Outerport is a Rust-based registry for model weights, with a Python API for efficient management and deployment of AI model weights across distributed servers. It can hot-swap models in seconds, allowing the deployment of services with mutliple models. It also supports a paradigm of asynchronous model management, which allows for faster checkpointing and loading without the Python process on I/O calls.

Checkout a live demo of the Outerport daemon performing instant model hotswapping.
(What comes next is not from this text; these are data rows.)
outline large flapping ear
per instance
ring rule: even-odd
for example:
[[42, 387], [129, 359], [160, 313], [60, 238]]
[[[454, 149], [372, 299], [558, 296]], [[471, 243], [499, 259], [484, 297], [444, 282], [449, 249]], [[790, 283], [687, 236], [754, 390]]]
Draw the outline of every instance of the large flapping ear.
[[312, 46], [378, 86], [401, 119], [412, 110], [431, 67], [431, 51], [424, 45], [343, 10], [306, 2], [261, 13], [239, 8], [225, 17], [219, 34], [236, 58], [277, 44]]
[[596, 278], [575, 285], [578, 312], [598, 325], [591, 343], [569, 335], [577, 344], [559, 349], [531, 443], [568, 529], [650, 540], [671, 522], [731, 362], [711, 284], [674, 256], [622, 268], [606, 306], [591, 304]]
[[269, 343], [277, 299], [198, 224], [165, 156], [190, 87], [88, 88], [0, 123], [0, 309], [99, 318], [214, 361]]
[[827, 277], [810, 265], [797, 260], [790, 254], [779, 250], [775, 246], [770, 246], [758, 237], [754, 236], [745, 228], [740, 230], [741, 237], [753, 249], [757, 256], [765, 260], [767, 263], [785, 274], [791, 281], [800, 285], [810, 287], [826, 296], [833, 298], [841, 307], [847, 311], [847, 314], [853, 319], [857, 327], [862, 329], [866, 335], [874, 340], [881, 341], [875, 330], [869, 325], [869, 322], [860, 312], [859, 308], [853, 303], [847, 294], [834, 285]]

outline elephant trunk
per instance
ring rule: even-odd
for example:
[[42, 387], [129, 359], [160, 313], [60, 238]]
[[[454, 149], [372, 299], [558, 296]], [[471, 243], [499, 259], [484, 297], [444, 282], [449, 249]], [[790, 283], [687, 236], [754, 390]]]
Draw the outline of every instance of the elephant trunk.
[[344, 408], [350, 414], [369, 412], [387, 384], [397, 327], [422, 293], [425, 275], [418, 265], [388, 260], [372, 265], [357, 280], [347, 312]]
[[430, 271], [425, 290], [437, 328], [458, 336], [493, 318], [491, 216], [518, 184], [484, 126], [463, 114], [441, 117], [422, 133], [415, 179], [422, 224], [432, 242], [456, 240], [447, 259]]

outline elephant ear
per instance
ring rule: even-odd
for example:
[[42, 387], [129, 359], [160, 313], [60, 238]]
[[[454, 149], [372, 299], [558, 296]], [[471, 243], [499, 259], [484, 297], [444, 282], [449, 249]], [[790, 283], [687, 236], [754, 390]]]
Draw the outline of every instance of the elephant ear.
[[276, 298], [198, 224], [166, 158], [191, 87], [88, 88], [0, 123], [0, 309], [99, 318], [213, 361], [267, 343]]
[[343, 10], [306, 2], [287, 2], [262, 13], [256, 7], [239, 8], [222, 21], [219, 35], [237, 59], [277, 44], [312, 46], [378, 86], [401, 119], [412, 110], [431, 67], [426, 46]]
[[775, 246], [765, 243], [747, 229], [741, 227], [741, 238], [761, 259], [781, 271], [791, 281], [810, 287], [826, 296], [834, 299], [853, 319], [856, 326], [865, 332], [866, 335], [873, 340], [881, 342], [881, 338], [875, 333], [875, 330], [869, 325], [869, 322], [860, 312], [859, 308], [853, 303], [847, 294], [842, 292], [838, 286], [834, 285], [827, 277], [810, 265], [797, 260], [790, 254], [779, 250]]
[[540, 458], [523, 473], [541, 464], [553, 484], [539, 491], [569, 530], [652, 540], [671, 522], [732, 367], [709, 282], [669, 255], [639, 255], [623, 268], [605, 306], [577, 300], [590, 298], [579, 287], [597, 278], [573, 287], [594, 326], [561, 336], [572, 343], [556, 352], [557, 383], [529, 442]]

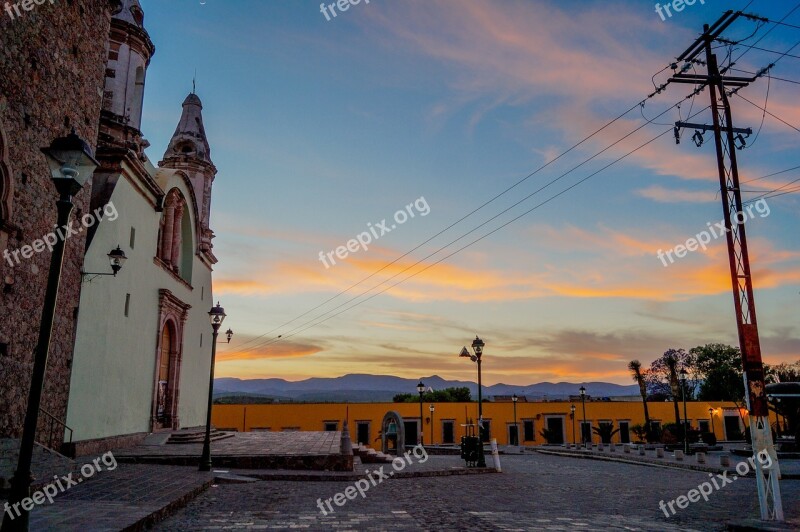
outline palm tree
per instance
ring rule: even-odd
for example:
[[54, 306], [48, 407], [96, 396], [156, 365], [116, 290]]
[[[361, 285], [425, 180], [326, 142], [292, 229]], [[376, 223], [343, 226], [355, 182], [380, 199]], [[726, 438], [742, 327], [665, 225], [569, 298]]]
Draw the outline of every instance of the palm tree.
[[680, 388], [678, 386], [678, 359], [669, 354], [665, 357], [664, 362], [667, 364], [669, 370], [669, 387], [672, 390], [672, 406], [675, 407], [675, 424], [681, 425], [681, 410], [678, 408], [678, 398]]
[[639, 393], [642, 395], [642, 404], [644, 405], [644, 428], [647, 434], [650, 434], [650, 412], [647, 410], [647, 383], [644, 380], [642, 373], [642, 363], [638, 360], [631, 360], [628, 363], [628, 369], [633, 376], [633, 380], [639, 385]]

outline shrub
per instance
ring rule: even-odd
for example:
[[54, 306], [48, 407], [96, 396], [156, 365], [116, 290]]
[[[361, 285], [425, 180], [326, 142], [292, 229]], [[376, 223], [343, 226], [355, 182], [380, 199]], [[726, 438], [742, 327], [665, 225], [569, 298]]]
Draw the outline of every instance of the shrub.
[[547, 428], [542, 429], [540, 434], [542, 435], [542, 438], [544, 438], [544, 440], [547, 443], [551, 443], [551, 444], [552, 443], [558, 443], [559, 440], [561, 439], [561, 434], [558, 431], [554, 430], [554, 429], [547, 429]]
[[704, 432], [703, 434], [700, 435], [700, 438], [706, 445], [717, 444], [717, 436], [713, 432]]
[[643, 442], [647, 439], [647, 428], [641, 423], [637, 423], [636, 425], [631, 427], [631, 432], [636, 435], [637, 442]]

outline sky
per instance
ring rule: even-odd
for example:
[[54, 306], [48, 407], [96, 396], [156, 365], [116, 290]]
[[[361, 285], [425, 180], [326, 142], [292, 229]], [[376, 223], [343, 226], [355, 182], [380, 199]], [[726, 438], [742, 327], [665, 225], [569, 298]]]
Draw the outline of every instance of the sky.
[[[631, 359], [738, 345], [725, 238], [658, 256], [723, 218], [713, 135], [672, 133], [710, 123], [708, 92], [637, 104], [747, 1], [663, 20], [649, 0], [365, 2], [326, 17], [310, 0], [141, 0], [148, 154], [196, 77], [219, 170], [214, 297], [235, 336], [218, 377], [473, 380], [458, 353], [479, 335], [485, 384], [629, 384]], [[731, 104], [754, 132], [741, 179], [769, 176], [744, 198], [780, 189], [746, 222], [763, 356], [794, 361], [800, 194], [777, 194], [800, 178], [800, 28], [739, 19], [724, 36], [742, 40], [716, 49], [735, 75], [778, 60]]]

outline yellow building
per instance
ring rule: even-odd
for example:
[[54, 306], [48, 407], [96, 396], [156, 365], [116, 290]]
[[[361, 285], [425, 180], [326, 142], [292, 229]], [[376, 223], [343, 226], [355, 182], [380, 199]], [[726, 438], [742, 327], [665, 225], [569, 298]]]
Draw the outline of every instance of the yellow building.
[[[571, 414], [575, 406], [575, 415]], [[433, 410], [431, 411], [431, 406]], [[687, 417], [693, 428], [713, 431], [719, 440], [740, 439], [744, 431], [745, 417], [729, 402], [687, 403]], [[675, 411], [671, 402], [648, 403], [650, 419], [666, 425], [675, 422]], [[489, 438], [497, 438], [500, 445], [514, 441], [514, 403], [484, 403], [483, 417]], [[406, 442], [417, 439], [420, 423], [419, 403], [298, 403], [267, 405], [214, 405], [212, 422], [221, 430], [247, 431], [321, 431], [341, 430], [347, 420], [354, 443], [380, 447], [380, 427], [384, 415], [396, 411], [403, 417]], [[680, 405], [683, 418], [683, 405]], [[423, 442], [429, 444], [459, 443], [466, 433], [464, 425], [478, 418], [477, 403], [424, 403], [422, 406]], [[743, 415], [746, 415], [742, 411]], [[519, 443], [541, 445], [547, 443], [543, 429], [555, 434], [555, 443], [581, 441], [583, 409], [575, 402], [524, 402], [516, 403], [516, 422]], [[602, 423], [613, 423], [620, 429], [612, 439], [616, 443], [636, 440], [631, 427], [644, 423], [641, 401], [587, 401], [586, 428]], [[597, 434], [592, 440], [599, 442]]]

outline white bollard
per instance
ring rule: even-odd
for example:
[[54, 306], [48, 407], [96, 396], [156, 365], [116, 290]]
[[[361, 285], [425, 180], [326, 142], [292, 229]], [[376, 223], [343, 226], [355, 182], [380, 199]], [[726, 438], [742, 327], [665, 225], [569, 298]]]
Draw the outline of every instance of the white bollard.
[[497, 438], [492, 438], [492, 458], [494, 459], [494, 468], [498, 473], [503, 470], [500, 469], [500, 453], [497, 451]]
[[611, 445], [608, 446], [608, 450], [609, 450], [609, 452], [612, 452], [612, 453], [616, 452], [617, 444], [616, 443], [612, 443]]
[[721, 454], [719, 456], [719, 465], [720, 467], [730, 467], [731, 466], [731, 457], [728, 454]]
[[683, 460], [683, 451], [680, 449], [675, 449], [675, 460], [679, 462]]
[[622, 452], [624, 452], [624, 453], [626, 453], [626, 454], [631, 454], [631, 446], [630, 446], [630, 445], [628, 445], [628, 444], [626, 443], [626, 444], [625, 444], [625, 445], [622, 447]]
[[664, 448], [659, 447], [656, 449], [656, 458], [664, 458]]
[[706, 463], [706, 453], [697, 453], [697, 463], [698, 464]]
[[640, 445], [639, 446], [639, 456], [644, 456], [644, 451], [645, 451], [644, 445]]

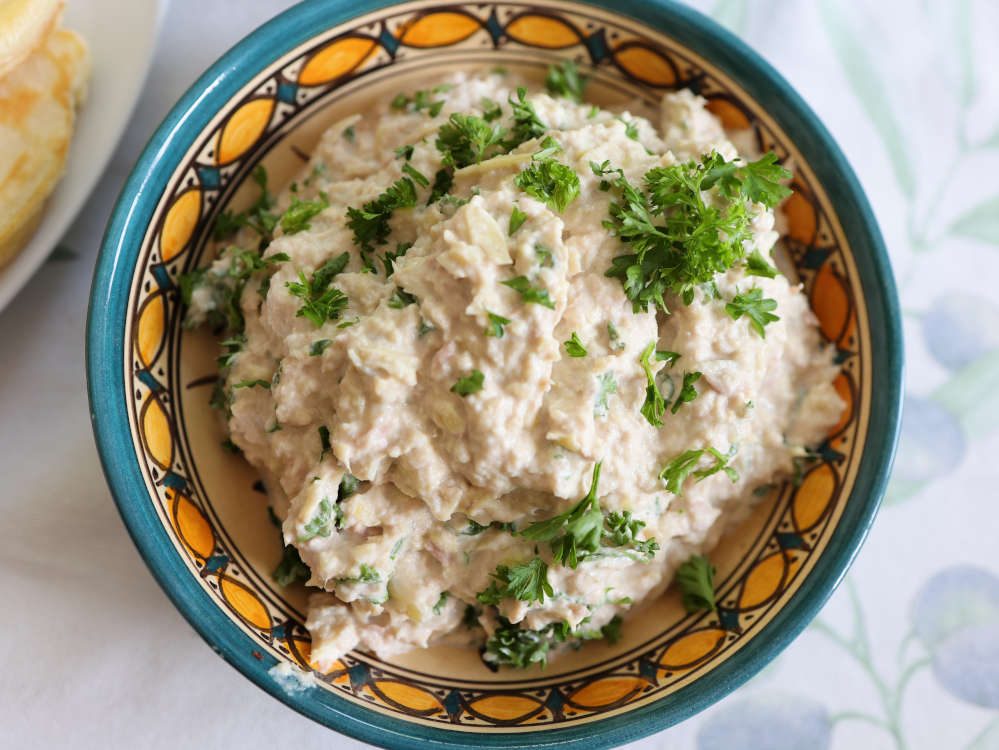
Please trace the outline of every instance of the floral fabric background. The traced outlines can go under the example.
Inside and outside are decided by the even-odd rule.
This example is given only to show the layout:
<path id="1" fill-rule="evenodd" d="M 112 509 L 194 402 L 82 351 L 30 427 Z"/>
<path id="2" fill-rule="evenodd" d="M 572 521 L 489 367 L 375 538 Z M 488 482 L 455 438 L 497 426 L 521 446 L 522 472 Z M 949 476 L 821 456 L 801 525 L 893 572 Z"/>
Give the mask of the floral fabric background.
<path id="1" fill-rule="evenodd" d="M 153 585 L 84 391 L 90 273 L 128 169 L 190 82 L 284 5 L 172 1 L 110 168 L 0 314 L 4 745 L 361 747 L 239 677 Z M 630 747 L 999 750 L 999 3 L 693 5 L 791 81 L 859 174 L 902 298 L 905 417 L 888 500 L 818 620 L 734 695 Z"/>

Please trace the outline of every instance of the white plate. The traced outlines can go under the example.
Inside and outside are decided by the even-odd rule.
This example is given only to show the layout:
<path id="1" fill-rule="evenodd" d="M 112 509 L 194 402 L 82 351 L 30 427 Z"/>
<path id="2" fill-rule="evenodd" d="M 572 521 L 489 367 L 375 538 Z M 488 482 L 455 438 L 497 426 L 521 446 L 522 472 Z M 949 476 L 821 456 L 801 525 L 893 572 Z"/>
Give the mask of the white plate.
<path id="1" fill-rule="evenodd" d="M 3 310 L 49 256 L 107 166 L 142 90 L 166 0 L 69 0 L 65 25 L 90 46 L 93 73 L 77 118 L 66 174 L 38 230 L 0 269 Z"/>

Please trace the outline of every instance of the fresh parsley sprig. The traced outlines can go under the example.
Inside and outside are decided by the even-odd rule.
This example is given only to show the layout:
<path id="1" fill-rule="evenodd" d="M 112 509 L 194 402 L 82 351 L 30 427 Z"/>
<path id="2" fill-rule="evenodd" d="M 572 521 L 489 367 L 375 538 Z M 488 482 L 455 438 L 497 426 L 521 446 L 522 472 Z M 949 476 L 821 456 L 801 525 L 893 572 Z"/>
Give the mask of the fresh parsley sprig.
<path id="1" fill-rule="evenodd" d="M 705 454 L 712 456 L 715 462 L 708 467 L 698 469 L 701 459 Z M 724 471 L 728 478 L 734 483 L 739 481 L 739 473 L 728 465 L 732 456 L 735 455 L 735 446 L 729 449 L 728 453 L 722 453 L 717 448 L 708 446 L 707 448 L 695 448 L 684 451 L 679 456 L 670 461 L 659 472 L 659 478 L 665 482 L 666 489 L 674 495 L 683 493 L 683 484 L 687 478 L 693 475 L 697 481 L 707 479 L 712 474 Z"/>
<path id="2" fill-rule="evenodd" d="M 462 398 L 470 396 L 482 390 L 485 380 L 486 376 L 482 372 L 472 370 L 468 375 L 463 375 L 454 382 L 454 385 L 451 386 L 451 392 L 457 393 Z"/>
<path id="3" fill-rule="evenodd" d="M 683 606 L 688 612 L 707 610 L 714 612 L 715 568 L 703 555 L 694 555 L 676 570 L 676 585 L 683 597 Z"/>
<path id="4" fill-rule="evenodd" d="M 543 287 L 534 286 L 526 276 L 515 276 L 500 283 L 520 294 L 521 300 L 526 304 L 541 305 L 542 307 L 547 307 L 549 310 L 555 309 L 555 303 L 548 296 L 548 290 Z"/>
<path id="5" fill-rule="evenodd" d="M 587 354 L 586 347 L 583 346 L 583 342 L 579 340 L 579 334 L 575 331 L 572 332 L 568 341 L 562 343 L 565 346 L 566 354 L 570 357 L 585 357 Z"/>
<path id="6" fill-rule="evenodd" d="M 489 586 L 476 594 L 482 604 L 499 604 L 504 599 L 544 604 L 555 591 L 548 582 L 548 563 L 533 557 L 517 565 L 498 565 Z"/>
<path id="7" fill-rule="evenodd" d="M 531 161 L 514 178 L 514 184 L 553 211 L 564 211 L 579 197 L 579 175 L 552 158 Z"/>
<path id="8" fill-rule="evenodd" d="M 579 66 L 572 60 L 563 60 L 548 66 L 545 88 L 552 96 L 561 96 L 579 104 L 583 101 L 586 76 L 579 72 Z"/>
<path id="9" fill-rule="evenodd" d="M 773 314 L 777 309 L 777 301 L 763 296 L 763 290 L 754 286 L 748 292 L 735 295 L 732 301 L 725 305 L 725 312 L 732 320 L 738 320 L 743 315 L 749 319 L 749 325 L 760 338 L 766 338 L 766 326 L 780 320 Z"/>
<path id="10" fill-rule="evenodd" d="M 327 320 L 337 320 L 347 309 L 347 295 L 334 286 L 330 286 L 337 274 L 342 273 L 350 261 L 349 253 L 328 260 L 317 268 L 311 278 L 302 271 L 298 272 L 298 281 L 288 281 L 285 286 L 288 293 L 302 300 L 302 306 L 295 313 L 296 317 L 307 318 L 317 328 Z"/>
<path id="11" fill-rule="evenodd" d="M 362 255 L 384 245 L 392 233 L 389 220 L 393 212 L 416 205 L 416 185 L 409 177 L 400 177 L 384 193 L 361 208 L 347 209 L 347 226 L 354 234 L 354 244 Z"/>

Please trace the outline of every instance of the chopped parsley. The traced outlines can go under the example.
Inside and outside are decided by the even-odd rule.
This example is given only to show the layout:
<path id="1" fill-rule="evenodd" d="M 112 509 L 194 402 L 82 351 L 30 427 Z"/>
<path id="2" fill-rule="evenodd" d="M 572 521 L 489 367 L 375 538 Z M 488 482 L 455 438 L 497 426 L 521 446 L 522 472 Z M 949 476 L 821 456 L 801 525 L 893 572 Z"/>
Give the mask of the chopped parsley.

In our studies, model hotswapping for multi-model services give a 40% reduction in GPU costs over having multiple single-model services.

Outerport is designed for 4 things:

  • Performance. Model weights should be fast to download, and exist on a cache hierarchy of cloud storage → local storage → CPU memory → GPU memory for fast model swapping.
  • Reliability. There should be no single point of failure. The ability to self-host, as well as caching and tiered storage allows for minimal downtime even on service disruptions.
  • Security. Model weights can be encrypted if needed, and an access log is available for audits.
  • Scalability. Horizontal scaling should be fast, and should be able to accomodate for variable workloads via predictive scheduling.

This is made possible with a highly performant backend built on Rust, model compression technology (quantization, pruning, etc), and low-level GPU programming (CUDA).

See Quickstart to see how to get started.

System Architecture

The following diagram illustrates the high-level architecture of Outerport:

Outerport System Diagram

Upcoming Features

  • Web app for the registry.
  • Orchestrating horizontally scaling deployments.
  • Support for inference engines (vLLM, TensorRT, quantized inference).
  • Custom inference engine with prompt caching, RAG caching.
  • Support for end-to-end confidential computing from storage to GPU.
  • Predictive load balancing.

Upcoming Documentation

This documentation is still very much under construction.

Soon we will have:

  • Full specification of the CLI interface.
  • Full specification of the Python API.
  • Guide for setting up self-hosted registries.